I think that some of the best news you ever get to announce in life is usually two parts excited and one part scary. Like pregnancy or a book deal or a big kid job… exciting but, pretty scary and fraught with thoughts of inadequacy.
I have news like that, news I’ve had to keep under wraps for a bit… while things became a little more…. official.
Our family is planting a church. Technically Kel is, as it’s going to be his full time work, but this sort of thing is best done as a family endeavor.
It’s a church replant in downtown Grand Rapids, in a 100 year old building that is sitting empty right now. All except the food pantry in the basement (something which makes me feel better about everything)
We’re going to be moving to an area where the schools are a little sketchy and I won’t be able to leave my car keys in the ignition anymore.
And I’ll be an official pastor’s wife, with all the expectations and feelings that go with that and trust me when I say that I am feeling all. the. feels.
This journey doesn’t kick off until January, so right now we sit in a time of in-between, more optimistically a time of preparation… I guess. Kel is so ready to start the somedays I wonder if his head is going to explode with excitement and really beautiful, tender, God-given ideas.
Even among the scariest moments of anxiety over this church planting journey, I believe that God is working through Kel. That He is in this. It gives me something to hang onto when the ride feels a little too wild and I sort of want to get off.
Some moments I wonder why the city needs another church just like most days I wonder why the internet needs another blogger. Some days my melancholy gets me all “lamentations-ey” and I start in with the “meaningless, meaningless… a chasing after the wind” talk.
Other days I yell at Kel and tell him that our family isn’t strong enough to do this right now. Although in my bones I truly believe that God calls us to do the hardest tasks when we feel the least equipped, the weakest, the most wobbly.
I know that we’re experiencing an attack of sorts. I hate even writing about that because so many of us got SO SICK of that phrase and concept: “I feel like the enemy is really trying to attack us right now.”
But does that mean that it stopped being true?
Along with all the other evangelical words and phrases that cause so many of us to roll our eyes… it still has it’s roots in the Bible.
In this beautiful story that is all about repentance, restoration and love.
More than I want to be a part of something big and
more than I want to be a part of something popular
I want to be the wife of a pastor whose church knows authenticity.
Who does’t doubt the reality of his family.
Who really do feel safe to come as they are.
I want a place where single moms always have someone to help them walk their kids inside, under an umbrella if needed.
A place where little kids run in excited because, while they’re still learning about Jesus, they know his love when they see it.
I want to be a part of a place that loves people like God does.

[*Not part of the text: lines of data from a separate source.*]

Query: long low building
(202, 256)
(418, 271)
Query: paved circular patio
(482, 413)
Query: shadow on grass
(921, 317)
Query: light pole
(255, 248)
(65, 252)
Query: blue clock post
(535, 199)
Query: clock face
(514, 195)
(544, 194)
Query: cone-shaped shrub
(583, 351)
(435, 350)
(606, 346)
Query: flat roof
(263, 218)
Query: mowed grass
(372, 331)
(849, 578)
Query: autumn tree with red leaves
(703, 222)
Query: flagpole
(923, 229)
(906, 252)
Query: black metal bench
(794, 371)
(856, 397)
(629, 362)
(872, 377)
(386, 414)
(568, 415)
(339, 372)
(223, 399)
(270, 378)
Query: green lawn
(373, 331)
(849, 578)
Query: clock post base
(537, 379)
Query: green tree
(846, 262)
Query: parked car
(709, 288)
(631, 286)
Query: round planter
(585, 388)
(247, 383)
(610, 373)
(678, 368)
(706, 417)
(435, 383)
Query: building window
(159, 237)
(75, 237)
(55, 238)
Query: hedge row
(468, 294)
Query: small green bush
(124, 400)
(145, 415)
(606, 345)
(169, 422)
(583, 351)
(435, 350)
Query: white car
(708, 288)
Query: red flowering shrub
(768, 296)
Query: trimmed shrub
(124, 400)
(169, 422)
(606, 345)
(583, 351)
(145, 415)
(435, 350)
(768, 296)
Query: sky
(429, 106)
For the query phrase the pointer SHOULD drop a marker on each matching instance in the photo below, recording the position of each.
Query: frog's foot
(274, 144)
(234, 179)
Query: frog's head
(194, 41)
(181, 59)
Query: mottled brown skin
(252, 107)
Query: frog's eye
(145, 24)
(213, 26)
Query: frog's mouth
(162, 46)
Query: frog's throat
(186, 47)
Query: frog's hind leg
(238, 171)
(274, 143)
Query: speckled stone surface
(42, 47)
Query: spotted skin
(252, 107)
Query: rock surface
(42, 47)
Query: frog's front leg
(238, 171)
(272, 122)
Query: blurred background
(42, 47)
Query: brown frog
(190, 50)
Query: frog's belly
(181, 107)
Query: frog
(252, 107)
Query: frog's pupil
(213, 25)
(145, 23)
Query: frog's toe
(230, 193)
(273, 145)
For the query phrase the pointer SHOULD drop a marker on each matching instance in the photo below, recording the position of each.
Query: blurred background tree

For exactly who they are, where they are, when they are with no strings attached. Including my family.
I’m really not ready for this God, don’t know You how incredibly broken I am? So very much in the throes of being healed and redeemed. I’m not “there yet.”
Maybe this is our safeguard from my putting on a front, from being someone women can’t identify with. I’m guaranteed to ball in worship and randomly stop singing so that I can sit and feverishly scribble words in my notebook.
If they can get on board with my crazy, then maybe we will be okay.
I can’t promise that people won’t judge me and I can’t promise that our church won’t make mistakes. I can’t promise much of anything right now except this:
I won’t let go of my belief in the restoration, redemption and the being the hands and feet of Jesus to a part of downtown Grand Rapids that could probably use a church on the corner again.